Experts used computer models as well as a data analysis method from the NASA Chandra X-ray Observatory, the NASA/ESA Hubble Space Telescope and the NASA Spitzer Space Telescope, to locate a couple of objects believed to be the most likely for "black hole seeds."
Each object has an initial mass about 100,000 times that of the sun and was seen less than a billion years after the Big Bang.
"Our discovery, if confirmed, would explain how these monster black holes were born," said Fabio Pacucci of Scuola Normale Superiore in Pisa, Italy and lead author.
The two main speculations on supermassive black hole formation have the first suggesting that seeds grow out of black holes, about 10 to 100 times greater than the sun. They continue to grow through mergers with smaller black holes. Still, if the supermassive black holes that have been found in the young universe fit this theory, their growth would have been at unusually high rates.

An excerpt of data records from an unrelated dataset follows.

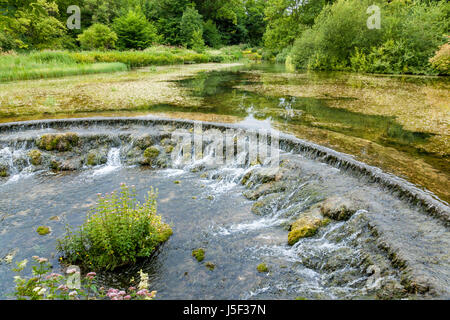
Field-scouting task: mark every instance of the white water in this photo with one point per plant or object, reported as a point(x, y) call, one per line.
point(113, 163)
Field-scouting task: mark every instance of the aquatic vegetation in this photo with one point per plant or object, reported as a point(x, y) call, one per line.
point(43, 230)
point(211, 266)
point(199, 254)
point(262, 268)
point(117, 232)
point(35, 157)
point(60, 142)
point(150, 154)
point(338, 208)
point(306, 226)
point(47, 285)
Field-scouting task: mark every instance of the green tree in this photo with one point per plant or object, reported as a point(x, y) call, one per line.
point(98, 36)
point(287, 19)
point(191, 26)
point(134, 31)
point(31, 23)
point(211, 34)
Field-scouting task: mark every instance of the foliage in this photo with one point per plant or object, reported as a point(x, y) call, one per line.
point(191, 27)
point(49, 64)
point(47, 285)
point(441, 60)
point(117, 232)
point(134, 31)
point(211, 34)
point(30, 23)
point(340, 39)
point(287, 19)
point(98, 36)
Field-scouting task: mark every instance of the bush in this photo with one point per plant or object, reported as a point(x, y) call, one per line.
point(191, 27)
point(441, 60)
point(117, 232)
point(211, 34)
point(134, 31)
point(47, 285)
point(281, 57)
point(98, 36)
point(340, 40)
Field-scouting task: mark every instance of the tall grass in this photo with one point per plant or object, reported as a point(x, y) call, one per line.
point(42, 65)
point(51, 64)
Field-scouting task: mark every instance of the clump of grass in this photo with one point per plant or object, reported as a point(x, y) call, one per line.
point(199, 254)
point(262, 268)
point(42, 65)
point(117, 232)
point(53, 64)
point(43, 230)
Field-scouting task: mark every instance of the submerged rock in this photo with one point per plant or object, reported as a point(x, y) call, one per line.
point(338, 208)
point(306, 226)
point(43, 230)
point(199, 254)
point(150, 155)
point(58, 142)
point(262, 268)
point(267, 204)
point(265, 189)
point(35, 157)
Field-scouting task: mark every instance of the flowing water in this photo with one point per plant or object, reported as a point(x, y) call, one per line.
point(385, 250)
point(358, 258)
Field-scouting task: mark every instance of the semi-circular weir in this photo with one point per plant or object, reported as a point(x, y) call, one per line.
point(376, 235)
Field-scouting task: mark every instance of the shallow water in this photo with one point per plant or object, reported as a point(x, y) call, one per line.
point(338, 110)
point(235, 240)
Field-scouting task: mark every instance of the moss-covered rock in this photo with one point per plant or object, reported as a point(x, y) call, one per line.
point(144, 142)
point(150, 154)
point(211, 266)
point(35, 157)
point(306, 226)
point(338, 208)
point(96, 157)
point(264, 189)
point(55, 165)
point(199, 254)
point(43, 230)
point(265, 205)
point(58, 142)
point(3, 172)
point(262, 268)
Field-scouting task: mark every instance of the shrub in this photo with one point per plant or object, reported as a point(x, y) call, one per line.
point(47, 285)
point(191, 27)
point(340, 40)
point(134, 31)
point(211, 34)
point(441, 60)
point(98, 36)
point(117, 232)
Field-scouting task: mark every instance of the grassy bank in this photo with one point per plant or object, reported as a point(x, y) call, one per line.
point(53, 64)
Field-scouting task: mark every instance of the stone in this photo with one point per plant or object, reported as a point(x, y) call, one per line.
point(306, 226)
point(58, 142)
point(35, 157)
point(337, 208)
point(199, 254)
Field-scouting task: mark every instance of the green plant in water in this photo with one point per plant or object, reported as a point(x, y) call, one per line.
point(43, 230)
point(199, 254)
point(35, 157)
point(262, 267)
point(44, 284)
point(117, 232)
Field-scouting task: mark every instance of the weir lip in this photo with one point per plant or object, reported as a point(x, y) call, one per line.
point(393, 225)
point(430, 203)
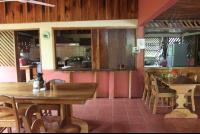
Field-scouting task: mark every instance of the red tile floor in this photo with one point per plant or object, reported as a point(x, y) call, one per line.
point(130, 116)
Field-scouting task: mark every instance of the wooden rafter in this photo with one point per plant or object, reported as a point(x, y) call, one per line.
point(173, 24)
point(7, 53)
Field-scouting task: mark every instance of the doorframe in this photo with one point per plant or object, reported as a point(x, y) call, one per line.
point(17, 56)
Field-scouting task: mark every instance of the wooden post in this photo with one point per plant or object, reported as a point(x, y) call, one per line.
point(130, 80)
point(95, 80)
point(111, 85)
point(17, 55)
point(69, 77)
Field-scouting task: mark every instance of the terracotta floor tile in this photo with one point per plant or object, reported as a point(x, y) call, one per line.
point(121, 128)
point(120, 119)
point(144, 113)
point(132, 107)
point(179, 122)
point(136, 120)
point(105, 107)
point(139, 128)
point(89, 119)
point(165, 129)
point(152, 128)
point(78, 106)
point(182, 129)
point(93, 103)
point(134, 113)
point(148, 120)
point(106, 102)
point(90, 112)
point(192, 121)
point(104, 119)
point(195, 128)
point(119, 113)
point(92, 107)
point(104, 112)
point(156, 115)
point(103, 128)
point(160, 121)
point(119, 107)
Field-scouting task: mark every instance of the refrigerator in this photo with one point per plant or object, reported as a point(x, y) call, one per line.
point(177, 55)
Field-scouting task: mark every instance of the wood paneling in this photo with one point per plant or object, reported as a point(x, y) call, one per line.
point(182, 10)
point(116, 48)
point(95, 49)
point(68, 10)
point(7, 49)
point(130, 39)
point(103, 42)
point(113, 44)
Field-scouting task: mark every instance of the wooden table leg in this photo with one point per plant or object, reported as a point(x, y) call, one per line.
point(28, 75)
point(35, 73)
point(67, 118)
point(181, 111)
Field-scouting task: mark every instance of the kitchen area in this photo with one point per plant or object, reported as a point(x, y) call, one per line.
point(73, 49)
point(29, 53)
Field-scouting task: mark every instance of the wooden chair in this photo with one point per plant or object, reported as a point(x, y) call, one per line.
point(147, 87)
point(33, 126)
point(191, 92)
point(145, 90)
point(160, 93)
point(184, 73)
point(45, 107)
point(10, 116)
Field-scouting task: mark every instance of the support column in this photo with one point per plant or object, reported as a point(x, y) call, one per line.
point(111, 85)
point(95, 80)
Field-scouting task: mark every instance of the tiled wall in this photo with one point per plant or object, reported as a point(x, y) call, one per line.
point(68, 51)
point(33, 55)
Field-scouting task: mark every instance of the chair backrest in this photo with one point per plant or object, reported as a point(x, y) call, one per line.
point(146, 81)
point(9, 108)
point(32, 127)
point(193, 76)
point(57, 81)
point(154, 85)
point(184, 73)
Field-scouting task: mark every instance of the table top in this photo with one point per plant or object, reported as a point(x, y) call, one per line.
point(64, 91)
point(28, 67)
point(177, 81)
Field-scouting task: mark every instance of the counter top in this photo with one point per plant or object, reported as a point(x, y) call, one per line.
point(28, 67)
point(192, 67)
point(91, 70)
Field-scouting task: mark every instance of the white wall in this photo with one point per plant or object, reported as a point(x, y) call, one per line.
point(47, 45)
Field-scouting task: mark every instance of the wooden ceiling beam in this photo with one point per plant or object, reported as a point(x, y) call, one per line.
point(175, 24)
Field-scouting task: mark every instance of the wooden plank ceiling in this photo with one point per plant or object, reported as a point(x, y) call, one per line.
point(68, 10)
point(182, 15)
point(182, 10)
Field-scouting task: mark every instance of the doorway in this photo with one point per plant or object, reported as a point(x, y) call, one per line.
point(29, 54)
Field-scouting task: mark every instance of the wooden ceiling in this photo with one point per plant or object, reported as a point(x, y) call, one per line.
point(182, 10)
point(68, 10)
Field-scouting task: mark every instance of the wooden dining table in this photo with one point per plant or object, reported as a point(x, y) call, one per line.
point(65, 94)
point(182, 85)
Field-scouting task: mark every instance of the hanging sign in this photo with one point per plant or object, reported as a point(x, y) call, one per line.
point(141, 43)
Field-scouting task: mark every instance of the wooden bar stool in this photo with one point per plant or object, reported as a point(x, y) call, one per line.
point(191, 92)
point(160, 93)
point(45, 107)
point(33, 126)
point(147, 88)
point(10, 116)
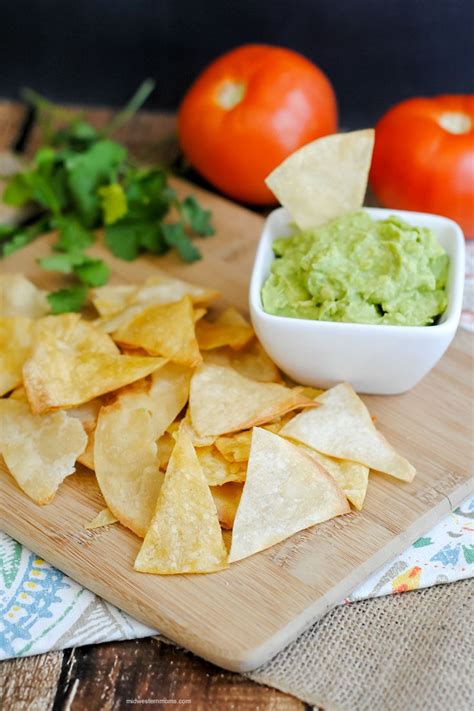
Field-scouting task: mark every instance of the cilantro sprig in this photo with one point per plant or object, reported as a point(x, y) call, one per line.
point(81, 180)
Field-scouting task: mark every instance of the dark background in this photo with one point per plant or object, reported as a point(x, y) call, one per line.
point(376, 52)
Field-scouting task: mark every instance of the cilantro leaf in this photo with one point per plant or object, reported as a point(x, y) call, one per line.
point(17, 191)
point(64, 262)
point(7, 231)
point(79, 135)
point(93, 272)
point(21, 236)
point(198, 219)
point(148, 195)
point(176, 237)
point(113, 202)
point(123, 240)
point(87, 171)
point(72, 234)
point(65, 300)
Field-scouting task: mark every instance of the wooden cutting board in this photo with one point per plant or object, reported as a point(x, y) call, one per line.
point(241, 617)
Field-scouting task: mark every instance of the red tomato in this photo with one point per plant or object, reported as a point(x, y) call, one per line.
point(424, 158)
point(248, 111)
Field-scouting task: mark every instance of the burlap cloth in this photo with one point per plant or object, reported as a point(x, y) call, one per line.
point(409, 651)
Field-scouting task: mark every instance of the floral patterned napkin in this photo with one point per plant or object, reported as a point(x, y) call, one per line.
point(42, 610)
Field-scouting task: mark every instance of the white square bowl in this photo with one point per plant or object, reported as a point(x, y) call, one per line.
point(375, 359)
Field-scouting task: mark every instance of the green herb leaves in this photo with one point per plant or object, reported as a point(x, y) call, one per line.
point(82, 180)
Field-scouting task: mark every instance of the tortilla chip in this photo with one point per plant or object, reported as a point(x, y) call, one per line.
point(39, 450)
point(226, 499)
point(126, 463)
point(218, 470)
point(169, 393)
point(111, 299)
point(308, 391)
point(19, 297)
point(56, 375)
point(284, 492)
point(87, 457)
point(19, 394)
point(252, 362)
point(166, 330)
point(229, 329)
point(103, 518)
point(77, 333)
point(342, 428)
point(324, 179)
point(351, 477)
point(165, 446)
point(88, 414)
point(16, 341)
point(184, 535)
point(235, 447)
point(277, 425)
point(222, 401)
point(197, 440)
point(160, 289)
point(198, 314)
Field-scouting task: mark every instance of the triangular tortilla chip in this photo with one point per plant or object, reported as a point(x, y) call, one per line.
point(218, 470)
point(164, 329)
point(126, 462)
point(324, 179)
point(284, 492)
point(235, 447)
point(39, 450)
point(221, 401)
point(19, 297)
point(229, 329)
point(16, 341)
point(118, 304)
point(184, 535)
point(112, 298)
point(226, 499)
point(77, 333)
point(169, 393)
point(103, 518)
point(251, 361)
point(56, 375)
point(342, 428)
point(351, 477)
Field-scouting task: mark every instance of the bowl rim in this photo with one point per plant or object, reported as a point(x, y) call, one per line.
point(455, 284)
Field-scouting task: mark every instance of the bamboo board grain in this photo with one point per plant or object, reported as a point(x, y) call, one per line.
point(241, 617)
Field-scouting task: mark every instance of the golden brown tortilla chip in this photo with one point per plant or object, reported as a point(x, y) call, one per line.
point(165, 330)
point(39, 450)
point(324, 179)
point(126, 462)
point(226, 499)
point(342, 428)
point(229, 329)
point(57, 376)
point(16, 342)
point(284, 492)
point(222, 401)
point(184, 535)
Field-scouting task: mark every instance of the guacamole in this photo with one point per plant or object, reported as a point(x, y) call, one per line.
point(355, 269)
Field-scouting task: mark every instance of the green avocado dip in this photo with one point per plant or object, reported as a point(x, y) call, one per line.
point(359, 270)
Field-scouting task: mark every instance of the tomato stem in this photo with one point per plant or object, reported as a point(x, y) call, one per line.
point(456, 122)
point(230, 93)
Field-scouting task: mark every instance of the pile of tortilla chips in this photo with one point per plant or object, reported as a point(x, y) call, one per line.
point(186, 422)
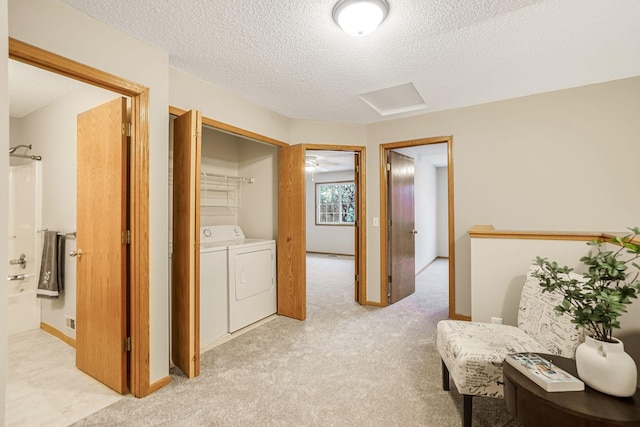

The new findings support the second theory, which explains that huge black hole seeds with masses that are 100,000 times that of our sun are formed through the collapse of massive gas clouds. It shows how the early supermassive black holes were formed.
"There are a lot of controversies over which path these black holes take," said Andrea Ferrara of Scuola Normale Superiore and co-author of the study. "Our work suggests we are converging on one answer, where black holes start big and grow at the normal rate, rather than starting small and growing at a very fast rate."
"Black hole seeds are extremely hard to find and confirming their detection is very difficult," added Andrea Grazian from the National Institute for Astrophysics in Italy and co-author of the study. "However, we think our research has uncovered the two best candidates so far."
The findings were published online on March 28,2016, in the Monthly Notices of the Royal Astronomical Society.